Sfogliava con certosina competenza una prima edizione rilegata. Alzò gli occhi dalle pagine e mi fissò. Era più alta di me, indossava un loden e le sue lenti cerchiate di tartaruga non appannavano la bellezza polare dei suoi occhi di madreperla. Sormontati da una frangia canuta.

- Signora - la salutai.

Lei rimise il libro sullo scaffale: - Ti preferivo quando m’insultavi per eccitarti, in quel letto di Camden Town.

- Era una vita fa. Una prostata fa. - Guardai nell’aria intorno a me.

- Hai paura dei fantasmi? - domandò lei.

Non le risposi. A quel punto, ogni parola aveva il peso del fumo emesso dopo una boccata.

- Non siamo più contenti di te - mi annunciò.

- Neanch’io di voi tutti - replicai. - I vostri apparati tecnologici, le vostre guerre asimmetriche, i vostri rimescolamenti di carte nella partita delle alleanze nascondono un’unica verità: avete perduto il controllo del gioco.

- O sei tu che non sapendo più ricavarti un ruolo in campo punti alla carica di arbitro? - ribatté lei. - Ti avevamo richiamato a Londra per un semplice rapporto e invece ti sei voluto esporre inutilmente con quell’eliminazione non richiesta.

- Il russo rilanciava di continuo - le ricordai. - Con voi, con i suoi. Perfino con gli americani, che quasi non c’entravano niente.

- Quasi.

- Ho fatto un favore a tutti.

- No. Era solo uno spot pubblicitario per te stesso. L’hai firmato con il polonio. La tua spezia preferita da aggiungere alle pietanze di certi convitati.

Volsi gli occhi a destra, con fastidio, senza nervosismo: - Troppo caldo qua sotto. Attira gli insetti.

- Questa è una cerimonia di licenziamento - concluse lei.

- Per la quale si scomoda una funzionaria del massimo livello - rimarcai.

- Te lo dovevamo. Dato il tuo stato di servizio.

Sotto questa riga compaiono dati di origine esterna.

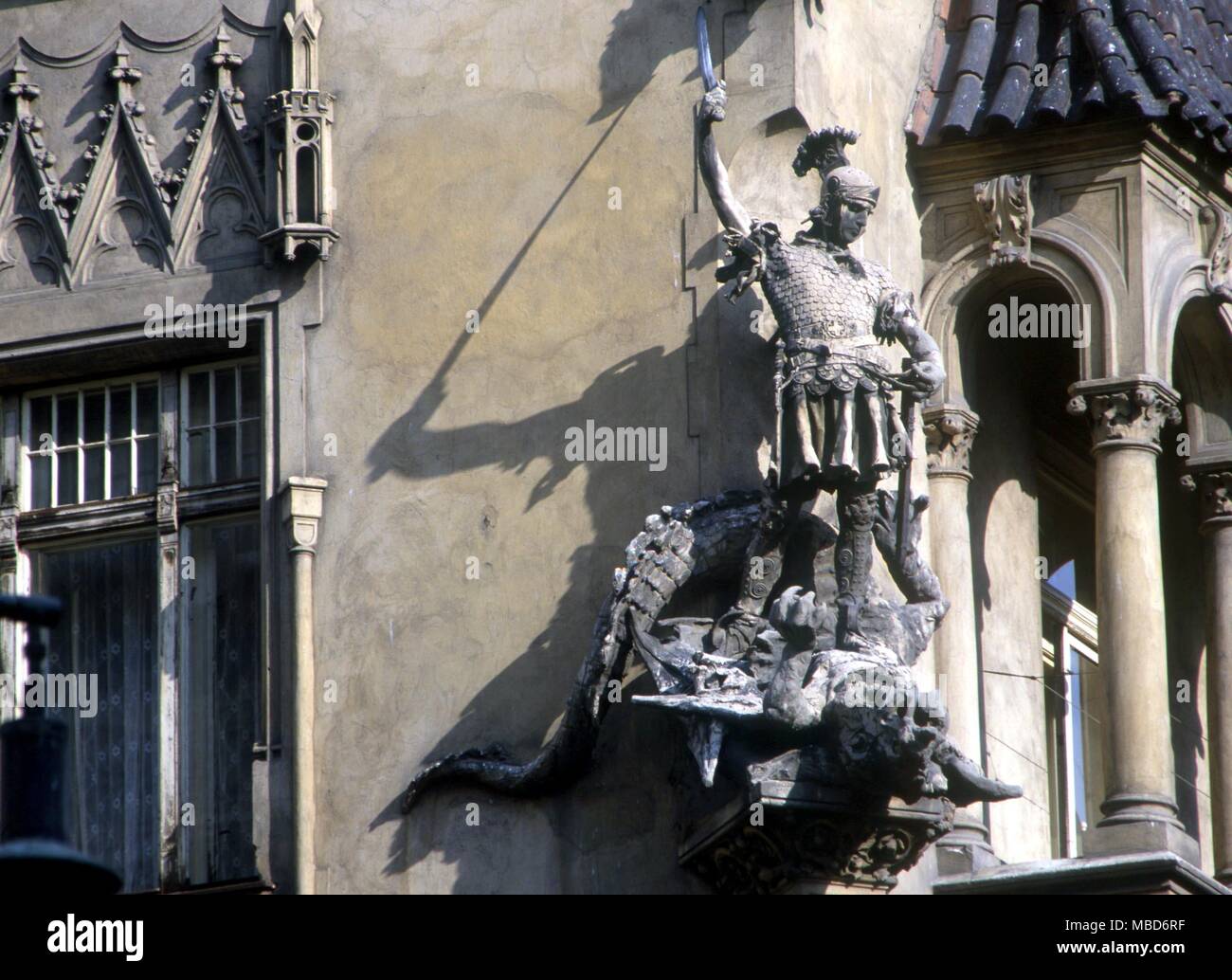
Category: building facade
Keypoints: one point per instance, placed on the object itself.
(303, 307)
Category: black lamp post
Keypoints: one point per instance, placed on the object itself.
(35, 851)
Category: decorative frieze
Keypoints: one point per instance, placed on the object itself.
(226, 193)
(1126, 412)
(1006, 206)
(1215, 493)
(949, 431)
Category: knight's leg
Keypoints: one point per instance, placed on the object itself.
(853, 557)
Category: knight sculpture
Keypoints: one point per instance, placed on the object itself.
(789, 683)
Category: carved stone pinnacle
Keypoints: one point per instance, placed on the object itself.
(1125, 412)
(949, 431)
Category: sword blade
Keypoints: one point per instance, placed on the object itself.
(703, 63)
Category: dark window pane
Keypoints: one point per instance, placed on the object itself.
(147, 464)
(95, 412)
(226, 450)
(250, 450)
(223, 644)
(40, 481)
(121, 412)
(198, 458)
(250, 390)
(121, 468)
(65, 476)
(147, 408)
(40, 422)
(65, 419)
(94, 475)
(225, 394)
(198, 398)
(109, 631)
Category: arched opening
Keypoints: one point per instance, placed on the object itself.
(1019, 343)
(306, 187)
(1202, 372)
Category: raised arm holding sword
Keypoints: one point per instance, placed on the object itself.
(837, 314)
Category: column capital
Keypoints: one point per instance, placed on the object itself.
(1125, 412)
(302, 507)
(1214, 487)
(949, 431)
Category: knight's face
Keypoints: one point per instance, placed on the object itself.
(851, 220)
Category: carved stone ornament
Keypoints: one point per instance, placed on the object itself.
(132, 211)
(1215, 492)
(1219, 253)
(299, 132)
(949, 433)
(812, 833)
(1125, 412)
(1006, 206)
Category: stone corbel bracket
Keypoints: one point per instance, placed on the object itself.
(1219, 251)
(1126, 412)
(1215, 493)
(1006, 206)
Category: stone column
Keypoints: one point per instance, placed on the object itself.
(949, 430)
(1140, 808)
(302, 500)
(1216, 500)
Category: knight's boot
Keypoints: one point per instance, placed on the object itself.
(853, 562)
(735, 630)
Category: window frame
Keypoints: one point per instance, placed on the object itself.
(65, 527)
(212, 426)
(25, 481)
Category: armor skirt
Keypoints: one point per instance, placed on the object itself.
(833, 437)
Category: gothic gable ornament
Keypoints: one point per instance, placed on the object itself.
(1006, 206)
(800, 698)
(226, 192)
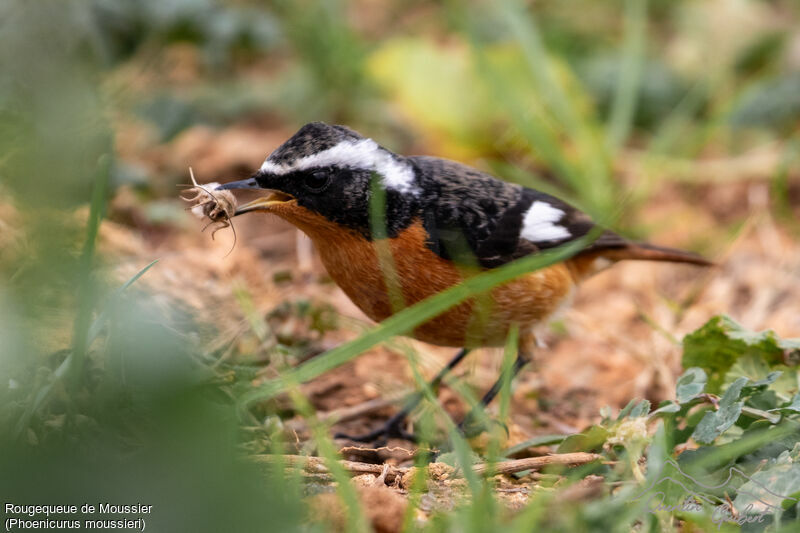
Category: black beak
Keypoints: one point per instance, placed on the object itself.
(249, 183)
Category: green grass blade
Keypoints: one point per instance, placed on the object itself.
(625, 99)
(409, 318)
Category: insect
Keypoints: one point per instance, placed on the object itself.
(218, 206)
(440, 221)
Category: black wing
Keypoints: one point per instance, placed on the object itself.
(471, 216)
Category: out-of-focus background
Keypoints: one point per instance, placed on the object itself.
(672, 120)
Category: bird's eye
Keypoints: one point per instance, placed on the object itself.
(317, 181)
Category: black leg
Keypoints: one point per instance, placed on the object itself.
(393, 427)
(468, 426)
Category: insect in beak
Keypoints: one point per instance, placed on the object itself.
(259, 204)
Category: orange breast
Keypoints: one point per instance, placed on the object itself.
(353, 263)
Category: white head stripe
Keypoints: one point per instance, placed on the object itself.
(538, 224)
(364, 153)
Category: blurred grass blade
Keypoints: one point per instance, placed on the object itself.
(99, 322)
(95, 329)
(410, 317)
(625, 99)
(82, 324)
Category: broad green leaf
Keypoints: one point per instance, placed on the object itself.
(721, 342)
(770, 490)
(667, 407)
(590, 440)
(690, 384)
(793, 406)
(714, 423)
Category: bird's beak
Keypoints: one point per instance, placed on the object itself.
(259, 204)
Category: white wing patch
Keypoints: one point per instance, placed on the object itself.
(364, 154)
(538, 224)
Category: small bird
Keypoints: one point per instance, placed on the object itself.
(443, 222)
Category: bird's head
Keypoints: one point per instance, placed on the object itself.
(330, 172)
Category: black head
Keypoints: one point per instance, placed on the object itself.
(332, 171)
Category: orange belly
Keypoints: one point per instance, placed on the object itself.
(353, 263)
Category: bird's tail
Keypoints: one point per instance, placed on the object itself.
(642, 251)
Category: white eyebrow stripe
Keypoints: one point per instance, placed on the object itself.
(538, 223)
(364, 153)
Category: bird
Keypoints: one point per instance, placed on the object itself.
(442, 221)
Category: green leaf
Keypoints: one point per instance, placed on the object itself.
(715, 423)
(635, 409)
(542, 440)
(770, 490)
(666, 407)
(690, 384)
(793, 406)
(590, 440)
(721, 342)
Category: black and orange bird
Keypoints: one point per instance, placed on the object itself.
(443, 220)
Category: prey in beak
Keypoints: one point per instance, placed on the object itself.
(263, 203)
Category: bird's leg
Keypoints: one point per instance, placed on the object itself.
(468, 426)
(393, 428)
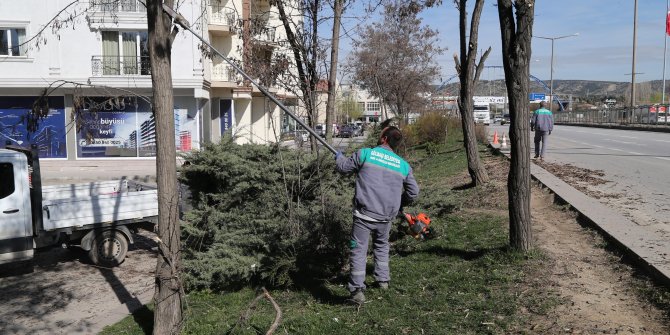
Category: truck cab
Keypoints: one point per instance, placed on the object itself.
(16, 228)
(99, 217)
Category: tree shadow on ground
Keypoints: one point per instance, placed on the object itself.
(144, 317)
(463, 187)
(467, 255)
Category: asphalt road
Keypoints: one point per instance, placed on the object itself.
(636, 165)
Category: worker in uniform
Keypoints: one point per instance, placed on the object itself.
(542, 123)
(384, 182)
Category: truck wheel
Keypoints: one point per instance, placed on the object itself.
(109, 248)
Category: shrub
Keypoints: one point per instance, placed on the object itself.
(263, 215)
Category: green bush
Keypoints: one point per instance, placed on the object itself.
(263, 215)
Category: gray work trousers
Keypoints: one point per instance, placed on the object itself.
(360, 236)
(541, 136)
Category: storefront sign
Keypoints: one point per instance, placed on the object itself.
(49, 137)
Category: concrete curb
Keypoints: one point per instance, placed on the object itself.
(651, 252)
(659, 129)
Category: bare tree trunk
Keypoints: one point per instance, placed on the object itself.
(516, 49)
(468, 78)
(168, 296)
(332, 76)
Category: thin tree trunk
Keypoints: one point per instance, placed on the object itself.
(516, 50)
(168, 295)
(468, 78)
(332, 76)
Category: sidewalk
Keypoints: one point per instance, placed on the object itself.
(645, 248)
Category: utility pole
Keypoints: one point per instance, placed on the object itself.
(551, 80)
(632, 90)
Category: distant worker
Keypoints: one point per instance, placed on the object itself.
(542, 123)
(384, 182)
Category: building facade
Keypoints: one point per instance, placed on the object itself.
(97, 73)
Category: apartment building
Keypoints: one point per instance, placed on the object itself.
(98, 72)
(370, 106)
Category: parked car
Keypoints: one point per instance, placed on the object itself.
(347, 131)
(320, 129)
(301, 136)
(357, 130)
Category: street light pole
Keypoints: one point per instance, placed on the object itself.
(551, 75)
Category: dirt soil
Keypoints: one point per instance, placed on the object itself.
(62, 293)
(595, 292)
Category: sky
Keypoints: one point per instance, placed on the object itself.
(602, 51)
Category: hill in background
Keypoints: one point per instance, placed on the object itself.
(581, 90)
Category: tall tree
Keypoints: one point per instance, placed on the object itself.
(302, 37)
(516, 49)
(469, 76)
(332, 76)
(169, 292)
(395, 59)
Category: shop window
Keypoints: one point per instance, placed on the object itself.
(6, 180)
(12, 42)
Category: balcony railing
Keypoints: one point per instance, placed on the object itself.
(120, 66)
(222, 15)
(223, 73)
(115, 6)
(264, 34)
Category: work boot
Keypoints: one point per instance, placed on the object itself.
(358, 297)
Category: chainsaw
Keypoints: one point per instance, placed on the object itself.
(419, 226)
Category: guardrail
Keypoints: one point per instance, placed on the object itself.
(642, 115)
(120, 66)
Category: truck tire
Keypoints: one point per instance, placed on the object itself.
(109, 248)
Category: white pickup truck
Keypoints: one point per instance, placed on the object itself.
(98, 217)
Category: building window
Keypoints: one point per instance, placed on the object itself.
(115, 6)
(123, 53)
(373, 107)
(12, 42)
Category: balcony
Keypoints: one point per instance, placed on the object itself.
(116, 6)
(120, 66)
(222, 20)
(223, 76)
(264, 34)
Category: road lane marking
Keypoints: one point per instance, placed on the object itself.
(624, 142)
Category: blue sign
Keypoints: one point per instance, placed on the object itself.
(226, 110)
(50, 133)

- Eccomi disoccupato a Capodanno - constatai.

Scacciai una mosca. Che non c’era. Il gesto brusco finì con un colpo alla sua trachea. L’aria le si strozzò in gola con un suono pneumatico e la sorressi, poggiandola ad una parete di libri. Quindi le sfilai dalla tasca interna del loden l’automatica dalla matricola abrasa ed il silenziatore avvitato alla canna. Doveva servirle per spararmi. Io, però, l’avevo sospettato.

Da quando mi avevano inviato su un account criptato di posta elettronica l’invito a Londra. Più che sospettato, saputo, con certezza.

Ora, avevano la mia risposta nel suo cadavere. La migliore. Se non era riuscita a “licenziarmi” lei, non ci avrebbe provato nessun altro. Sentivo già risalire le mie quotazioni.

Non restavo disoccupato, a Capodanno.